David Edelstein of New York Magazine chose the film as a Critic's Pick, citing it as "the most entertaining unpleasant film I’ve seen in years." For a New York Times feature on the film, Cahiers du Cinéma editor Stéphane Delorme wrote that the film "reminds us of a New York independent cinema that we loved — black and white, shot on film, spontaneous, with funny and intelligent dialogue — and that seemed to no longer exist." Wesley Morris of The Boston Globe similarly praised the film, writing: "There aren’t enough of these truly independent movies anymore." A notable early champion of the film was critic Ignatiy Vishnevetsky, who was the first to write about The Color Wheel during its festival run. Vishnevetsky wrote that, "despite (or maybe because of?) its detours into broad comedy, The Color Wheel manages to invest both characters with vulnerability, depth and even a perverse dignity; it's better at being a drama than most dramas." Reviewing the film in Variety, Ronnie Scheib wrote: "Hard to swallow but impossible to ignore, this nihilistic comedy may emerge as a cult touchstone."

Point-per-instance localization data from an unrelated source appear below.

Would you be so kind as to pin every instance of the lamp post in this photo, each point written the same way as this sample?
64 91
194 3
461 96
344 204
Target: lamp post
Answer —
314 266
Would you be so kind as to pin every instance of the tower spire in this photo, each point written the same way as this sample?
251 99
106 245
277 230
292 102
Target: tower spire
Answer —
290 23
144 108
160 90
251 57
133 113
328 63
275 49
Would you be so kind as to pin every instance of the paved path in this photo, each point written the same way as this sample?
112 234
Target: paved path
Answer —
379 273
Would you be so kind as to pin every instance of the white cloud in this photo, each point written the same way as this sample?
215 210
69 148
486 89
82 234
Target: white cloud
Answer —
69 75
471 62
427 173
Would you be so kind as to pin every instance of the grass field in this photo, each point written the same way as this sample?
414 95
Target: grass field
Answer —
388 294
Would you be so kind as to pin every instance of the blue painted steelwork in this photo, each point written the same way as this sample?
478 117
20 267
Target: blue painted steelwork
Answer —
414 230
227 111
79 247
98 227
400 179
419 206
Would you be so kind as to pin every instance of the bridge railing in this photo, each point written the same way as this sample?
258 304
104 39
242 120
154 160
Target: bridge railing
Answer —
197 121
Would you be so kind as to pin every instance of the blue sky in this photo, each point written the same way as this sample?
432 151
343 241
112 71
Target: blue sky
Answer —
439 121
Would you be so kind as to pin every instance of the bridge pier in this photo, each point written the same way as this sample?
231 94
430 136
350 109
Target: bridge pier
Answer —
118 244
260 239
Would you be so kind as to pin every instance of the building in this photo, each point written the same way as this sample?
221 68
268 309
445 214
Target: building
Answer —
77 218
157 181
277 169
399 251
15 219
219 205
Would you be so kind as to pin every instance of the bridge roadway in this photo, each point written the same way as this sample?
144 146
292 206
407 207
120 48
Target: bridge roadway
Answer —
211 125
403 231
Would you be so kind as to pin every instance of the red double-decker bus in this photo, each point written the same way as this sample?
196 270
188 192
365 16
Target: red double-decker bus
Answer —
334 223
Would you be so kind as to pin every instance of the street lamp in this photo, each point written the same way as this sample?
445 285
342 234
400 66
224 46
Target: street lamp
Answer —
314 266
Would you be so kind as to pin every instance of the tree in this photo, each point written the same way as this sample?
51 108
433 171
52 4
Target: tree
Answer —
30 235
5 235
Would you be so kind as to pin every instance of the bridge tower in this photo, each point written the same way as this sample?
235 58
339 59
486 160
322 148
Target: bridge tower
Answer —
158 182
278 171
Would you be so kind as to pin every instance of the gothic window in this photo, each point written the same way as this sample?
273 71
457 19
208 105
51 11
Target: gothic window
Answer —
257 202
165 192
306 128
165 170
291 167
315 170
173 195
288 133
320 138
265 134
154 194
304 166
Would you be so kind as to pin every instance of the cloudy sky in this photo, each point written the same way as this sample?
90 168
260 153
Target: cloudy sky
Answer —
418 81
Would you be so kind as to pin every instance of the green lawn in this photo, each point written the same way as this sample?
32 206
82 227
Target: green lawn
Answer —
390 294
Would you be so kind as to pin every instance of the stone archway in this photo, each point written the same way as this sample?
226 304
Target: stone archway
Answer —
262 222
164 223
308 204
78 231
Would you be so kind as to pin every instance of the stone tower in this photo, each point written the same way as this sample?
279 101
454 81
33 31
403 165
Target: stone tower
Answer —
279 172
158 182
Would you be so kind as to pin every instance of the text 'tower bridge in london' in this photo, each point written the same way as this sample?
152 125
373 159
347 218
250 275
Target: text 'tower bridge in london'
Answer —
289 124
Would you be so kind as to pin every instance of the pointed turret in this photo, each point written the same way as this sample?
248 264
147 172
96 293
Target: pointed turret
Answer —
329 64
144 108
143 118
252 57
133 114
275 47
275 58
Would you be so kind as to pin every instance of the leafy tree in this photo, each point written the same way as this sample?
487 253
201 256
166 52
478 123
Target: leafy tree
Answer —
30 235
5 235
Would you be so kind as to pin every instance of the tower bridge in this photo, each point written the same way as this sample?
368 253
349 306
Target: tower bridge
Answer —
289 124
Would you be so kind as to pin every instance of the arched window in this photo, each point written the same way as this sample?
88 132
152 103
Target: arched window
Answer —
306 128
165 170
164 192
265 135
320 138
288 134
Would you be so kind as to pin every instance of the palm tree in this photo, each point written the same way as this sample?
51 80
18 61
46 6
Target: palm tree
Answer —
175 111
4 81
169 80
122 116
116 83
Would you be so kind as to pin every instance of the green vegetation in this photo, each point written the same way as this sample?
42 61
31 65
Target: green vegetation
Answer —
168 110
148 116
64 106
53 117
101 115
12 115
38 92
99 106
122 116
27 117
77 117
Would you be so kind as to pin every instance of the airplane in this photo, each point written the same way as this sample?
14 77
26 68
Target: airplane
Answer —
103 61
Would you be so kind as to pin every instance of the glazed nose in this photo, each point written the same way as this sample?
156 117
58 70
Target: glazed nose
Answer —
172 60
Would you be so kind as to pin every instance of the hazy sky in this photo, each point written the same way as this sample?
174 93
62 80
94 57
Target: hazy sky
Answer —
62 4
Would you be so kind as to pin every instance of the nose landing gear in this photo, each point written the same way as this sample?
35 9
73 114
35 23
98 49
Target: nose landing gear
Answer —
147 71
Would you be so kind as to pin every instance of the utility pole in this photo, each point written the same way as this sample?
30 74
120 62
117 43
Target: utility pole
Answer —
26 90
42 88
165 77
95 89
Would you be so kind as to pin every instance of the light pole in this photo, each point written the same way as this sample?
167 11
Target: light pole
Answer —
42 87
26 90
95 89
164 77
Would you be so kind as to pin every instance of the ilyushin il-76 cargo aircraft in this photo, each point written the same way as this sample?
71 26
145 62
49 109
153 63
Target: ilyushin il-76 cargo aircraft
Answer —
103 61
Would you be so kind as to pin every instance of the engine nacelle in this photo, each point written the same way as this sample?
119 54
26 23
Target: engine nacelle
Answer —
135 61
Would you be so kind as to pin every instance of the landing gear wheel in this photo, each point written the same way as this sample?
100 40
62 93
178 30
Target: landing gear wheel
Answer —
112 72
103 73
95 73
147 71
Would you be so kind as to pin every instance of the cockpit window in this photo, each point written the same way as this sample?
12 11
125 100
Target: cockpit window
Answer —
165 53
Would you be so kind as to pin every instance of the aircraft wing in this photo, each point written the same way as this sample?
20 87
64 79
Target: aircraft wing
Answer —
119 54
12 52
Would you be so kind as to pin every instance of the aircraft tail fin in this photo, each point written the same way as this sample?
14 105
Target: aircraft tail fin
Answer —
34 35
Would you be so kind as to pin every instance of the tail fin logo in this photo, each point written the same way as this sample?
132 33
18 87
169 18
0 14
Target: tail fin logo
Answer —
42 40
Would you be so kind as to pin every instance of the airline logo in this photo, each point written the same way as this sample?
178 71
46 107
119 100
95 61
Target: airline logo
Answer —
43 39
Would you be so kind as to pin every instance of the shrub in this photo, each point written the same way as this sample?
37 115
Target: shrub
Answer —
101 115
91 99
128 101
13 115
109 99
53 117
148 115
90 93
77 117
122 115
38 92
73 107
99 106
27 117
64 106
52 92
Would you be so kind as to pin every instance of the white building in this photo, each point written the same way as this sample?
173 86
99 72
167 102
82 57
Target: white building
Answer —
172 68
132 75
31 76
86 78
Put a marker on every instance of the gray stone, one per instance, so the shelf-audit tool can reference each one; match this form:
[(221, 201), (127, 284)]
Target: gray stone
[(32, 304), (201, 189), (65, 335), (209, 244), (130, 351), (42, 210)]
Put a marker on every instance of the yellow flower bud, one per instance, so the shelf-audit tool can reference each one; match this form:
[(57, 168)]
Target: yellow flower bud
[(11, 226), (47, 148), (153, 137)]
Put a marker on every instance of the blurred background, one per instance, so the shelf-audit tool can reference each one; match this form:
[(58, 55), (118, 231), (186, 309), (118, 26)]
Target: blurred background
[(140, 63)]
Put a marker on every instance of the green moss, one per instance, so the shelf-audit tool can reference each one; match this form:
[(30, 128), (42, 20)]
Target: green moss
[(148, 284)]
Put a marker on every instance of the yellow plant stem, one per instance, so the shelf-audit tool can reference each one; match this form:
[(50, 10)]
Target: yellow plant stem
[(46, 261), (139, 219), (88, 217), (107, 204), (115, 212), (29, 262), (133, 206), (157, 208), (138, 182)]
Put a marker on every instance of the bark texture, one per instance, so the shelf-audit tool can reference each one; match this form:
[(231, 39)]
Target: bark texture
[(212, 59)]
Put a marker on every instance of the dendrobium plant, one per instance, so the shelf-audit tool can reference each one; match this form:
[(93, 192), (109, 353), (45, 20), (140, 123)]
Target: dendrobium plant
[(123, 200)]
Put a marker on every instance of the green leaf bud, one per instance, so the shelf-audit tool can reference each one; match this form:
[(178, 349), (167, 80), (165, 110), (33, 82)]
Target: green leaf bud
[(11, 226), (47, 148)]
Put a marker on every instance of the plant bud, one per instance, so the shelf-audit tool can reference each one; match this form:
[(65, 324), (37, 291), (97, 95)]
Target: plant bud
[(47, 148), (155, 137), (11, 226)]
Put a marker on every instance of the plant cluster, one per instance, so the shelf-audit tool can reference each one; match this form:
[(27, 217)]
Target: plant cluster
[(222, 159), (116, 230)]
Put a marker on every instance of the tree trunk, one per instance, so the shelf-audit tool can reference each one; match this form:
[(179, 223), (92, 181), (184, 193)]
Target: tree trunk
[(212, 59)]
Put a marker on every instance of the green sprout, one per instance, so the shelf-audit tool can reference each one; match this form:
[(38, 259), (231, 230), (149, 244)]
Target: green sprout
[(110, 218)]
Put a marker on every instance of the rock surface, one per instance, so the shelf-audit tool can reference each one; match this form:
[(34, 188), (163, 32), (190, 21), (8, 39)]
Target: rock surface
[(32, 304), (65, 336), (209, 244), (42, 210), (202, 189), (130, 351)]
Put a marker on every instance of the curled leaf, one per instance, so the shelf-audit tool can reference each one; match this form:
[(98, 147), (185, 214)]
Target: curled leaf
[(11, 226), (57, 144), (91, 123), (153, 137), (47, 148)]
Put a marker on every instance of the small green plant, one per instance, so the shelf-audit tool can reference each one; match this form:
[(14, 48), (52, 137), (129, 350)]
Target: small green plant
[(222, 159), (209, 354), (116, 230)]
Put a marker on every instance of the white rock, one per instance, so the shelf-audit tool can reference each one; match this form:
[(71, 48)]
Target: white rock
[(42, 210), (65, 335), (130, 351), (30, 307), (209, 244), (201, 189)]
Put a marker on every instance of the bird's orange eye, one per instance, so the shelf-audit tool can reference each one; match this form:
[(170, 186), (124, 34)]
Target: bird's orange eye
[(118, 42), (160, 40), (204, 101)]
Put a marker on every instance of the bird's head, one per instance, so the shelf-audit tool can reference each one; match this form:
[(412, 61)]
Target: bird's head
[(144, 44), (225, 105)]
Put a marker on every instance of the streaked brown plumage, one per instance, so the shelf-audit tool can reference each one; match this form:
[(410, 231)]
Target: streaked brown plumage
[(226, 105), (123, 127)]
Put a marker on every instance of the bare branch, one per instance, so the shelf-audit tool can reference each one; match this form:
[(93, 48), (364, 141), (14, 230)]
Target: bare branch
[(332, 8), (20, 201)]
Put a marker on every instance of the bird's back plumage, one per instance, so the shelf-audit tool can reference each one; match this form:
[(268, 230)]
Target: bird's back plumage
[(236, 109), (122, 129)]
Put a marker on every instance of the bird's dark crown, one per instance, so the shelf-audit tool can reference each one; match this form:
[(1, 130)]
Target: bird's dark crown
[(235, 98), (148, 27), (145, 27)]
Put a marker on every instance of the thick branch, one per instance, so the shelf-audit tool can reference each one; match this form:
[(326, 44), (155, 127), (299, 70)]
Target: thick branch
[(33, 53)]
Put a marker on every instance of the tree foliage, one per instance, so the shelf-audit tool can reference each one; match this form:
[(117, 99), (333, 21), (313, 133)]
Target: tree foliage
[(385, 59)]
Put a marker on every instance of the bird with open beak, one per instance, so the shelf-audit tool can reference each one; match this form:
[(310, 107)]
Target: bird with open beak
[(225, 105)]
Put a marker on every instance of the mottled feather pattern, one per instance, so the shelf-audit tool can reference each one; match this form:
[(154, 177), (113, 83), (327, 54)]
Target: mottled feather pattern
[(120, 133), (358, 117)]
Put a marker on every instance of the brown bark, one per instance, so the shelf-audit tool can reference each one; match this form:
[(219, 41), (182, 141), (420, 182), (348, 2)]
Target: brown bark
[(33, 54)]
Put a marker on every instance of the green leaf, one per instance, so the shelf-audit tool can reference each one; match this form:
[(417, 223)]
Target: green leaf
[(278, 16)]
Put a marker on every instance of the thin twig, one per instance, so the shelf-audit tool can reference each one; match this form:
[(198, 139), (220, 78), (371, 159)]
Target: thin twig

Other critics were not as impressed. Peter Keough of The Boston Phoenix gave the film 1 1/2 out of 4 stars, comparing the film unfavorably to The Puffy Chair and writing that "Alex Ross Perry's self-consciously coy indulgence reminds me of the work of Diablo Cody, but slighter and more irritating." Shawn Levy of The Oregonian complained about the film's style, writing: "There’s handmade and then there’s amateurish. This, alas, is the latter." David Fear of Time Out New York gave the film a negative review, writing that "Some will call The Color Wheel daring. Others will remember that it takes more than desperate shocks to add substance to the sloppy diddlings of a dilettante."

Even more negative was the review written by Ryan Brown for IonCinema.com, who stated: "The fact that the Brooklyn Academy of Music in New York could recently sanctify its movie screens with epiphanic Bresson and Zulawski retros, only to smear them now with a full week’s run of this tripe only goes to demonstrate how haywire and scatterbrained 21st century film culture has become. Maybe the most appalling thing about Perry’s movie is his obnoxious swipe at a truly great American film artist, Julian Schnabel, by conspicuously associating the character of a fatuous 'broadcasting' professor with a book of Schnabel’s paintings."